DER REST IST NICHT SCHWEIGEN. ODER VON DER UNENTSCHIEDENHEIT

Rike Schefflers Gedichtband „der rest ist resonanz“ bei kookbooks



Mit den Referenzen ist es so eine Sache, und in der zeitgenössischen Lyrik erscheinen die Referenzflächen oft als Tanzfläche, fast alles ist erlaubt und willkommen. Man kann zitieren und adaptieren, wen man will und wie man will - und wer klug genug ist, verwischt gleich die Spuren. Das geistige Eigentum bzw. seine fantasiereiche Enteignung besteht in der Dichtung im Verwandeln und Fortführen, in der Metamorphose und Paraphrase.
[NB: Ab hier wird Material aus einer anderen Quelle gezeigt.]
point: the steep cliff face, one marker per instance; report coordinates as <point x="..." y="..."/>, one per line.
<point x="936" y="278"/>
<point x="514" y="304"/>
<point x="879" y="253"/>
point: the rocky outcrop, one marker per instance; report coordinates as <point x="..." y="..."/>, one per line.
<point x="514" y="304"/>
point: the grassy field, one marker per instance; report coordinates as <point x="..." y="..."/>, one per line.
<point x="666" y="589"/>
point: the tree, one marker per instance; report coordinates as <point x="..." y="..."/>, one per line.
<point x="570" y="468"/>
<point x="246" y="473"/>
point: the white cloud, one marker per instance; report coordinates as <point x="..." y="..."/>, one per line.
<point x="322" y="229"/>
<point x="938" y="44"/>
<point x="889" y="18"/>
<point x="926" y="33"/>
Es ist legitim und gültige Praxis, dass aus dem, was es bereits gibt, nahezu unendlich geschöpft werden kann - insofern, dass daraus ein neuer Blick, eine neue Perspektive entsteht, die sich vom Zitat löst und zukünftige Zitate schafft.


So geschehen in Rike Schefflers erstem Gedichtband mit dem Titel „DER REST IST RESONANZ“. Die Lyrikerin und Songwriterin, die auch Mitglied der Berliner Lyrik-Gruppe G13 ist, führt in diesem schmalen Bändchen mit unter 50 Textseiten den Leser und die Leserin auf die Suche nach dem Selbst und dem Anderen.
„The rest ist silence.“ lässt Shakespeare Hamlet sagen, kurz bevor er stirbt. Und Horatio erwidert: „Good Night, sweet prince,/ And flights of angels sing thee to thy rest!— “.
Bei Rike Scheffler klingt das so: „zügel leichter, knochenbruch, folgt aufs neue,/ wenn du nicht kommst, lieb ich wen anders,/ bleib niederträchtig, wachse schief. sporentief,/ ruhst du in mir, trittst nach mir aus… //der rest von mir ist resonanz,/ hockt barfuß unterm küchentisch.“
Im eindrucksvollsten Kapitel des Bandes „GESCHENKT, MADAME“ findet die Autorin zu einer gelungenen Mischung aus Empfindsamkeit und einer stilprägenden coolen Ästhetik, die im Verlag kookbooks seit Jahren gepflegt wird.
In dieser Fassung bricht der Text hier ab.